In recent years, inclusive has become one of the more popular code words of such dishonesty.  By applying inclusive to homosexuality, divorce, fornication, paganism, and atheism, the liberals can have their cake (a sheet cake made from a box) and eat it, too.  Of course, they cannot actually say, “I approve of sodomy, fellatio, golden showers, child-molesting, and the insertion of live animals into the anal cavity.”  As Episcopalians, they dare not even pronounce any of the whole new set of pathological names provided by the love that dares not speak its name—those were the days!—much less describe in detail the acts that are indicated by these phrases.

So they take refuge in inclusive.  Like most weasel words, inclusive has, in acquiring political significance, radically changed its meaning.  An adjective formed from Latin includere (to close in, enclose), it referred originally to a fence or crown that actually enclosed.  Later, it came to mean “comprehensive” and to indicate that something was to be included in a list or series of dates.  As recently as the late 60’s, dictionaries did not include the current political sense of “open to all minorities and alternative lifestyles.”  In its most pernicious usage, the term inclusive language is used to justify the barbaric bowdlerizations of the Scriptures, hymns, and liturgies of historic Christian churches.

Like every other weasel word, inclusive means something quite different from—often the opposite of—what it is meant to suggest.  Every experiment in inclusion begins by excluding something that already exists, such as the word man from hymnals and liturgies.  At the very least, what they mean is to substitute one word—and one concept—for another.  Man is replaced by person and may soon be replaced by being or creature—so as to be more inclusive toward our little animal friends.  The day is coming soon, when the Episcopal Church of the United States of America (ECUSA) will include everyone and everything but Christians.

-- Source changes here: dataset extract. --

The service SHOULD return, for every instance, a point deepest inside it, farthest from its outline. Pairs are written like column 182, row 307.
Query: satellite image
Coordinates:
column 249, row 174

As used by liberal Christians, inclusive includes all those things that are excluded by Christian doctrine and tradition and excludes all those that are included.  The Christian view of sex roles, marriage, and morality was taught in the Scriptures from Genesis to Revelation, affirmed by councils and encyclicals, and endorsed (even strengthened) by Luther, Calvin, Cranmer, and the other leaders of the Reformation.  But now, as one liberal sheep was heard to bleat at the convention, “God is working a change through us.”  Right.  The “Great I Am,” the Creator of all that is and can be, Who laid the foundation of the earth, to Whom Anglicans used to pray as “the author of peace and lover of concord, in knowledge of whom standeth our eternal life, whose service is perfect freedom,” has waited until now to grow up and accept the profound wisdom of the Playboy Philosophy.

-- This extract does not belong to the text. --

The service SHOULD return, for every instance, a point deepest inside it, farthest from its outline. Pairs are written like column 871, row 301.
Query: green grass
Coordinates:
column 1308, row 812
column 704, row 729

George Homans, the nonbelieving social scientist, once suggested that modern man would be better off if he would recite daily the General Confession of the Anglican Church.  Few Anglicans under 50 can probably remember it, but here it is for the “gay”-rights bishop and the lost sheep of ECUSA to ponder:

ALMIGHTY and most merciful Father; We have erred, and strayed from thy ways like lost sheep.  We have followed too much the devices and desires of our own hearts.  We have offended against thy holy laws.  We have left undone those things which we ought to have done; and we have done those things which we ought not to have done; and there is no health in us.  But thou, O Lord, have mercy upon us, miserable offenders.  Spare thou them, O God, who confess their faults.  Restore thou them that are penitent; according to thy promises declared unto mankind in Christ Jesu our Lord.  And grant, O most merciful Father, for his sake, that we may hereafter live a godly, righteous, and sober life, to the glory of thy holy name.  Amen.